No one seems to be concerned that hugely profitable private firms are forcing thousands into borderline destitution
If you want a sobering flavour of where Britain is heading, set aside banking, the Leveson inquiry, our relationship with Europe and whatever else – and consider a Guardian story by Patrick Butler that appeared last week. It was about food banks, the charitable set-ups that supply emergency parcels to people who have fallen between society’s cracks. FareShare, a charity that sits at the heart of all this, says it is experiencing “ridiculous growth” in demand, and expects that trend to continue for at least five years; over the last 12 months, it claims to have sent out 8.6m meals.
Spend any time around a food bank – and I have, in Inverness and Liverpool – and it quickly becomes clear that their core constituency is based around two groups of people: refugees who have either recently arrived in the UK or opted to go underground; and people who have suddenly had their benefits stopped.
Thanks to the increasingly cruel regime that now applies to benefits – which, we now know, David Cameron wants to make yet crueller – the latter seem to be increasing in number by the week, pushed into their predicament by a system that can summarily ruin lives, but offer only the most sluggish remedies by way of appeal.
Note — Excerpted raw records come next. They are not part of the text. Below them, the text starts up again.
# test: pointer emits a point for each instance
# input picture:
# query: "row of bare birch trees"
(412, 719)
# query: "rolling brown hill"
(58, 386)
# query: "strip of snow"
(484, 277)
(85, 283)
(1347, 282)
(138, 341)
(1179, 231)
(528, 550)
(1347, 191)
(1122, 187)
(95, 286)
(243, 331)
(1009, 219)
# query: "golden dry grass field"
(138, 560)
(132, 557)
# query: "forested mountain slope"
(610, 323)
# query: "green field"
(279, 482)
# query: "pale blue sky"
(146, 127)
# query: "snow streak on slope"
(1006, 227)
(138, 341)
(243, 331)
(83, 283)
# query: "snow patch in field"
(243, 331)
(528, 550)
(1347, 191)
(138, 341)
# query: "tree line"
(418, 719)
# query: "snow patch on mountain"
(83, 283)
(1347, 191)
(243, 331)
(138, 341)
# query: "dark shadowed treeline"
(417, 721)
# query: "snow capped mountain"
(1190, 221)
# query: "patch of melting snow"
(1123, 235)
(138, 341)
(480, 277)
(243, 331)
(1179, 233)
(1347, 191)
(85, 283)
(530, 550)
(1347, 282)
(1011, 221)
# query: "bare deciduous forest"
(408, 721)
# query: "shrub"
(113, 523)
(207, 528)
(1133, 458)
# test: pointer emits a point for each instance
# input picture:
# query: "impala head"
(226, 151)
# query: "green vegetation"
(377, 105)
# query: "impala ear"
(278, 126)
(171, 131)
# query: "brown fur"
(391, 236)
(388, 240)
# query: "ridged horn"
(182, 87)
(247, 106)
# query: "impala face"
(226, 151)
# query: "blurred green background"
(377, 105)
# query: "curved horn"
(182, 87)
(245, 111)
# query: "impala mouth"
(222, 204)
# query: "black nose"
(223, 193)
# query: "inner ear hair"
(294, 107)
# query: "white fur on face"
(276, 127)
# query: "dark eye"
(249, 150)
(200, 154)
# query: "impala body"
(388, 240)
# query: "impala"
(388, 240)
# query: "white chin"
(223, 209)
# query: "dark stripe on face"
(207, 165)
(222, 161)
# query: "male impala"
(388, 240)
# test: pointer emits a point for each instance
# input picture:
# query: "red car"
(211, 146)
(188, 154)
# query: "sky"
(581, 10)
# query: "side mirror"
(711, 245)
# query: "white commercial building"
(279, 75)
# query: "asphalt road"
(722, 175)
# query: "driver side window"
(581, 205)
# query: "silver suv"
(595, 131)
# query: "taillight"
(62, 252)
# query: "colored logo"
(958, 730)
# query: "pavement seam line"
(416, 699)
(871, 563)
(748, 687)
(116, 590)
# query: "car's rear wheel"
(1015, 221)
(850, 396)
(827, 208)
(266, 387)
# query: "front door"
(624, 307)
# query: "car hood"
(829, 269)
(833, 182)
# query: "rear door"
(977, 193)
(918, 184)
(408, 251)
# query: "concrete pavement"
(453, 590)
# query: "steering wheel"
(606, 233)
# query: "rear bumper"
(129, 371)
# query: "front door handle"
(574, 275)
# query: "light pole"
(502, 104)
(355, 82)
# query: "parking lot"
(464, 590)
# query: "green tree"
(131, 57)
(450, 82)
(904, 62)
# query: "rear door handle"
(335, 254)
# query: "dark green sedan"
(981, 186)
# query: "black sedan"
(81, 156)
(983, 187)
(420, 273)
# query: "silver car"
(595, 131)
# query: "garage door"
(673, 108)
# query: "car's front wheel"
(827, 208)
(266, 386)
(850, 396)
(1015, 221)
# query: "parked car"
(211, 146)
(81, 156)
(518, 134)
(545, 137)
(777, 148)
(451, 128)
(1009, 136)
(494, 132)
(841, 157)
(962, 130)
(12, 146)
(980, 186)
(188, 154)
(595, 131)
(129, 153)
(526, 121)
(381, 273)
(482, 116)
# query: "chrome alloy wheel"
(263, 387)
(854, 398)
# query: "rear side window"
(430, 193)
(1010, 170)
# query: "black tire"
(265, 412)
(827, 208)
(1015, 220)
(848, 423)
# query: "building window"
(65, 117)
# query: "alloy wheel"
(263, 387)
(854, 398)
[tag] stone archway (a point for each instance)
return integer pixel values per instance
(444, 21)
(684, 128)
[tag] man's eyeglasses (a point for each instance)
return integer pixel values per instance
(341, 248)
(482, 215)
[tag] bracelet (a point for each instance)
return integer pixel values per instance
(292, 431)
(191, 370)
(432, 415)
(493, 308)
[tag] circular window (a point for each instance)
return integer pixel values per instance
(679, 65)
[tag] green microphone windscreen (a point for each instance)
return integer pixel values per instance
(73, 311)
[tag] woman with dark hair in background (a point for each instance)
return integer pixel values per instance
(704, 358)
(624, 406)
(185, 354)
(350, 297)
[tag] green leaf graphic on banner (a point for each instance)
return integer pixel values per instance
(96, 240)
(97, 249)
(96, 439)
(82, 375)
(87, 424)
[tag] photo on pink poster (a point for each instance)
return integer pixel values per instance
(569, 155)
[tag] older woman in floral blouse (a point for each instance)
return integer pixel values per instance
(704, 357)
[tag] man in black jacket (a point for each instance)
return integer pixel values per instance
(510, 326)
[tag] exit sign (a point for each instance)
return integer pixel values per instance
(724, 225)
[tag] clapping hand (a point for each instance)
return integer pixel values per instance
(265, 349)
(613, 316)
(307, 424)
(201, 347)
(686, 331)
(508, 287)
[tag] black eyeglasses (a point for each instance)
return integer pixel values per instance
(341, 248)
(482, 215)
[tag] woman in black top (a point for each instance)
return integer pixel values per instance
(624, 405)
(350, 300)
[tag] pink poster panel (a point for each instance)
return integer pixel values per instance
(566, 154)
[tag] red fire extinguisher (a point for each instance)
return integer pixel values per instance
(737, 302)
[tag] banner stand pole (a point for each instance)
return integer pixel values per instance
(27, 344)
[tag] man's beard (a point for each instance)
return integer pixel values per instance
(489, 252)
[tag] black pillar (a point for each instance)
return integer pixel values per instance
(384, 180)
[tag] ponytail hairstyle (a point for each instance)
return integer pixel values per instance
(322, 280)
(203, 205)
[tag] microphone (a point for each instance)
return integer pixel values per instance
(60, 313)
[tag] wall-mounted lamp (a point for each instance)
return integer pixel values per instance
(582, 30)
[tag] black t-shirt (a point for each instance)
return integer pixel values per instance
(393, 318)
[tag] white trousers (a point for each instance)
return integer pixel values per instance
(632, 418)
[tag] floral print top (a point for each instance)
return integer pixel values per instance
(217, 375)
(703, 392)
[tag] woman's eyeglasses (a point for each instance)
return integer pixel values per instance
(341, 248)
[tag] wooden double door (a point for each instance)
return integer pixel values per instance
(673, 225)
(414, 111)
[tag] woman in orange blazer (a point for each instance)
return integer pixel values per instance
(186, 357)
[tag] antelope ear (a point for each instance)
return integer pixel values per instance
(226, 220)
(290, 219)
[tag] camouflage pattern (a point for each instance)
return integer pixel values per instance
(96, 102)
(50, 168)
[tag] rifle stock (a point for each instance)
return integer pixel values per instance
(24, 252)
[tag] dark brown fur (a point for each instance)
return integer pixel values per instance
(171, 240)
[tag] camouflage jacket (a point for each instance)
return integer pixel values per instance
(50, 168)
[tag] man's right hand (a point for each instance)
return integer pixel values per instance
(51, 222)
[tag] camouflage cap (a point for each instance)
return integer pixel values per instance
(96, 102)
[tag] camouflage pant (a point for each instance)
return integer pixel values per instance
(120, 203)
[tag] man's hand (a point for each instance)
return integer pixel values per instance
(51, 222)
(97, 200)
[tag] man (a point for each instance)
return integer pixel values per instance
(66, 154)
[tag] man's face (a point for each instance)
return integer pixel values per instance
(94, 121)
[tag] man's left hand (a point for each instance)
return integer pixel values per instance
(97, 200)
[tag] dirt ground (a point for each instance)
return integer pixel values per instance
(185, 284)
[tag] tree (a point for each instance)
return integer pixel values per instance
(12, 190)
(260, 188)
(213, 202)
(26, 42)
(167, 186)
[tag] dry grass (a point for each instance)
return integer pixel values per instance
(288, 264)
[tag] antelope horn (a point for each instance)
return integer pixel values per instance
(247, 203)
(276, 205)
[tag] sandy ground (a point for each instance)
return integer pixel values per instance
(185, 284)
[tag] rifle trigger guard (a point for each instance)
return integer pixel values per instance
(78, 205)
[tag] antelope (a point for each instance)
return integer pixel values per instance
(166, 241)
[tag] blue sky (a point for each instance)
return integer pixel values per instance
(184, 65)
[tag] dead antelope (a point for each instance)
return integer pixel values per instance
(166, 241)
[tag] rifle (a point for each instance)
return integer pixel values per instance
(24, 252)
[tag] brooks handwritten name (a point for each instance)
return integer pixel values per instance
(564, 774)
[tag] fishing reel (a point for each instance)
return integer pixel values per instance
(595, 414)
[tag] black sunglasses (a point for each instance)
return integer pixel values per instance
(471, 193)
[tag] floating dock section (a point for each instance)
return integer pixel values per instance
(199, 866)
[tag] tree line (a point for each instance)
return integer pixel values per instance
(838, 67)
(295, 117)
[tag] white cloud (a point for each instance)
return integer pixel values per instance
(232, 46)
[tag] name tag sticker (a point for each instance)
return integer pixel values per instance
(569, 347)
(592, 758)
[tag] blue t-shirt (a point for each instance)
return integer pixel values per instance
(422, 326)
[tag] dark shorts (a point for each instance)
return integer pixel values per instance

By and large, they remain invisible, but their fate is starting to intrude on the news media: last week, a man set himself alight outside a Birmingham jobcentre, reportedly thanks to a “dispute over benefit payments”, an episode that occurred just as the Guardian was revealing rising concerns about suicides among people faced with so-called benefits “sanctions”. For an intimate picture of the misery and anxiety that lies behind all this, have a look at this film by my colleague John Domokos, partly centred on a family reduced to fretting over their last dregs of electricity, and apparently surviving on a diet founded on budget baked beans. The benefits system refuses to understand that one of them is a carer, whose obligations to his ill wife mean that he cannot always make his appointments at the jobcentre.
Which brings us to revelations that appeared over the weekend, and the latest news about the government’s increasingly brutal welfare-to-work drive. Thanks to research by Corporate Watch and an article in the Observer, we know that the private companies involved in the government’s Work Programme have been pushing for unbelievable numbers of people to have their benefits cut, aiming at figures that even the ever-more stringent Jobcentre Plus regime has refused to sign off. Meanwhile, there’s a clear sense that in the context of a flatlining economy, the Work Programme’s targets – indeed, its entire logic – are proving impossible: the scheme’s core presumptions were based on economic growth of over 2%, and a revived job market. Given their non-appearance, the companies involved look they’re getting desperate, and in the absence of any convincing carrot, frantically reaching for the stick.
In the context of the firms’ returns, all this leaves an impossibly nasty taste. The best example is the welfare-to-work outfit A4e. This year, it has been blitzed with all those allegations of fraud; I’ve also reported on allegations of a “champagne culture”, company events held in upscale foreign locations, and the dizzying lifestyle led by its former chair and public face, Emma Harrison, who last year paid herself a dividend of £8.6m. And what apparently lies at the heart of all this opulence, and the activities of a firm that claims to be “social purpose company” with “one sole aim, to improve people’s lives around the world”? Over six months, 10,000 requests were made for its “customers” to have their benefits cut, of which only 3,000 were granted by Jobcentre Plus. Similar statistics for other companies abound: Working Links referred nearly 12,000 cases for sanctions, Serco managed just over 9,000, and G4s came in at 7,780. Such is the upshot of the stock warning that appears on most of the correspondence sent to Work Programme participants: “If you do not attend this appointment, your benefits could be affected.” And how.
This is yet another one of those stories that come with a head-spinning sense of how much Britain has changed, under this government and its predecessor. Rewind 15 years, and imagine the spectacle of hugely profitable private firms pushing for thousands of people to be propelled into borderline destitution: the result would have been acres of coverage, and molten anger. And now? Even backbench Lib Dems are predictably silent, and Labour restricts its criticisms of a system it invented to technocratic hand-wringing, focused not on any kind of moral outrage, but whether everything’s working, and how much it all might cost (“Chaos at DWP is stalling the government’s reforms … the welfare bill is going through the roof” was the response to Cameron’s welfare proposals of Liam Byrne, a man for whom the adjective “blank” might have been invented). Even the trade unions are bizarrely quiet. The reality is something to which mainstream politics cannot admit, and which bumps up against a cross-party accent on welfare being the last resort of malingerers: that people are living in fear and going hungry, and a cold state machine seems to have been designed to put them there.
Now, incidentally, we hear word that plenty of police officers are of the opinion that last year’s riots could easily be repeated. One hesitates, of course, to be alarmist. But as more and more people feel the cruelties of a policy that makes no sense – that people must be kicked into work, even if jobs don’t exist – has anyone considered that the two things might be connected?